Title: Building and Evaluating Controllable Models for Text Simplification

 

Date: Friday, August 4, 2023

Time: 2.30pm - 4.30pm EST

Location: https://gatech.zoom.us/j/92877588273

 

Mounica Maddela

PhD Student in Computer Science

School of Interactive Computing

College of Computing

Georgia Institute of Technology

 

Committee

Dr. Wei Xu (Advisor), School of Interactive Computing, Georgia Tech

Dr. Alan Ritter, School of Interactive Computing, Georgia Tech

Dr. Mark Riedl, School of Interactive Computing, Georgia Tech

Dr. Colin Cherry, Google Research

Dr. Y-Lan Boureau, Meta AI Research

 

Abstract

Although the existing natural language generation systems (NLG) have made great progress in generating fluent text indistinguishable from human-written text, they still lack the capability to adapt to specific constraints or attributes crucial for practical applications. There has been an emerging trend in NLG to develop controllable methods for text generation that generate texts by controlling various attributes such as sentiment, formality, politeness, and topic. 

 

In this dissertation, I focus on controllable text generation for Automatic Text Simplification (ATS). ATS aims to improve the readability of texts with simpler grammar and word choices while preserving the original meaning.
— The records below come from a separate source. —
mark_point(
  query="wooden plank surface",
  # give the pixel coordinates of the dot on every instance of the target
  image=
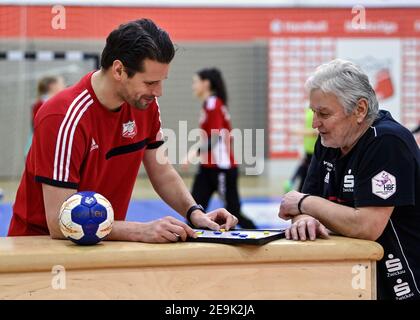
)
(24, 254)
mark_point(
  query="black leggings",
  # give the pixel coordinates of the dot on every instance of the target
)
(225, 182)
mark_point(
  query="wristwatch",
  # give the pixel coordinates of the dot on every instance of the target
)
(193, 208)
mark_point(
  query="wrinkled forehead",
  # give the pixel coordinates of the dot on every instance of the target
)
(319, 101)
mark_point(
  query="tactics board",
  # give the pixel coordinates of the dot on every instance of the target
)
(239, 236)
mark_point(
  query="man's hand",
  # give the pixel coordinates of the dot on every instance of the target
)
(214, 220)
(307, 227)
(167, 229)
(289, 205)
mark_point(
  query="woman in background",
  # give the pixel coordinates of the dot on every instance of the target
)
(218, 170)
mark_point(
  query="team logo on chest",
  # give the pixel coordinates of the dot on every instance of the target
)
(384, 185)
(348, 184)
(129, 129)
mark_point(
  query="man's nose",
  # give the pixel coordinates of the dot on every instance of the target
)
(315, 122)
(157, 90)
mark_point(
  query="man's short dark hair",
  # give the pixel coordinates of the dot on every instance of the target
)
(135, 41)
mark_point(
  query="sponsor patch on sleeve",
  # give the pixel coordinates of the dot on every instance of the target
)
(384, 185)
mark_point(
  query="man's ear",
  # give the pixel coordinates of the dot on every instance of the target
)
(117, 70)
(361, 110)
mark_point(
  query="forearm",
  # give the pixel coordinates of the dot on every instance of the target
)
(338, 218)
(126, 231)
(172, 189)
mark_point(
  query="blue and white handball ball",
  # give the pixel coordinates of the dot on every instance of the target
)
(86, 217)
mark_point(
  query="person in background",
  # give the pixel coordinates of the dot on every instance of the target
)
(47, 87)
(218, 171)
(309, 139)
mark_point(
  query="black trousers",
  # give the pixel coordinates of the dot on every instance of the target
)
(225, 182)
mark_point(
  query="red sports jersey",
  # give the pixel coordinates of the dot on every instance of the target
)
(80, 144)
(35, 109)
(215, 118)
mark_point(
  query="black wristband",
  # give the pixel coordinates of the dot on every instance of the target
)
(190, 210)
(300, 202)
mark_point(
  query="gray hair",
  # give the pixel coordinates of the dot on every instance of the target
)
(347, 82)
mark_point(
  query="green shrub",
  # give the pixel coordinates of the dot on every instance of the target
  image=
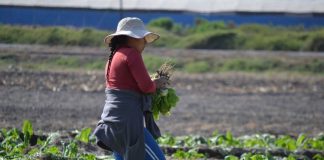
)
(202, 26)
(165, 23)
(315, 42)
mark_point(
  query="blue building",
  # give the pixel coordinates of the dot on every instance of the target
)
(104, 14)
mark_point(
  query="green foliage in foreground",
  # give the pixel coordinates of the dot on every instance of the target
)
(16, 144)
(252, 141)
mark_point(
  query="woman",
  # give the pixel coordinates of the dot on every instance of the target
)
(128, 84)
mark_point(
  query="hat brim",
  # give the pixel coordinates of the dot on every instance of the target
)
(149, 36)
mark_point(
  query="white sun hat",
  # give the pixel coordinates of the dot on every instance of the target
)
(132, 27)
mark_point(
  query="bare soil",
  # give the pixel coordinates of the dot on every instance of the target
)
(241, 103)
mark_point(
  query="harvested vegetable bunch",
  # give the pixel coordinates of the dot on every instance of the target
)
(164, 98)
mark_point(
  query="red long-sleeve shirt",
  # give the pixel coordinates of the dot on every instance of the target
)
(127, 71)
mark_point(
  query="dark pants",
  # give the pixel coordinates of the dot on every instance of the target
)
(152, 149)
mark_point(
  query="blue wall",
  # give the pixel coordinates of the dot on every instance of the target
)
(108, 19)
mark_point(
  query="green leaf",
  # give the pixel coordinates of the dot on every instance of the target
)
(231, 157)
(300, 140)
(84, 135)
(27, 128)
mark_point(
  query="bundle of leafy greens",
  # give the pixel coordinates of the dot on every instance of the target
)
(164, 99)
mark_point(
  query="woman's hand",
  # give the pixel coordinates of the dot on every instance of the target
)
(161, 82)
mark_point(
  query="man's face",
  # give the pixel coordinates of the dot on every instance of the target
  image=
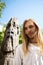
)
(12, 29)
(30, 29)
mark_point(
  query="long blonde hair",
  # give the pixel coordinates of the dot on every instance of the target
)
(25, 39)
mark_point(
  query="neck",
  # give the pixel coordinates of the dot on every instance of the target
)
(34, 39)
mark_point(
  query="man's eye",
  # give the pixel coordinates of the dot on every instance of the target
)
(31, 26)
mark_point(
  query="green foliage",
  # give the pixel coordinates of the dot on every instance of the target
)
(2, 6)
(1, 37)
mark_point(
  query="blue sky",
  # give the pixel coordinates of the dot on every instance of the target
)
(23, 9)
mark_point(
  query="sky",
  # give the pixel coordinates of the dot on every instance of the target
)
(23, 9)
It is an audience-dependent task because the readability constraints vary based on the target population. Therefore, controllability is essential for the ATS systems to generate text adhering to diverse readability constraints. An ideal automatic simplification system should be able to control various attributes of the generated text such as syntactic structures, length, readability levels, and word choices that are appropriate for the situation. However, the existing simplification systems lack the capability to adapt to different readability constraints. 

 

To address these issues, I develop two novel controllable approaches for ATS: a sentence simplification system that combines linguistic rules with Transformer models to generate simplified sentences at different readability levels and a lexical simplification system that leverages human judgments of word complexity to replace complex words with simpler phrases. Finally, I propose the first supervised automatic evaluation metric for ATS, LENS, which can capture multiple simplification styles and outperforms the existing metrics in evaluating controllable simplification systems. To train and evaluate LENS, I create SIMPEVAL, the first metric evaluation benchmark that incorporates different types of simplification operations.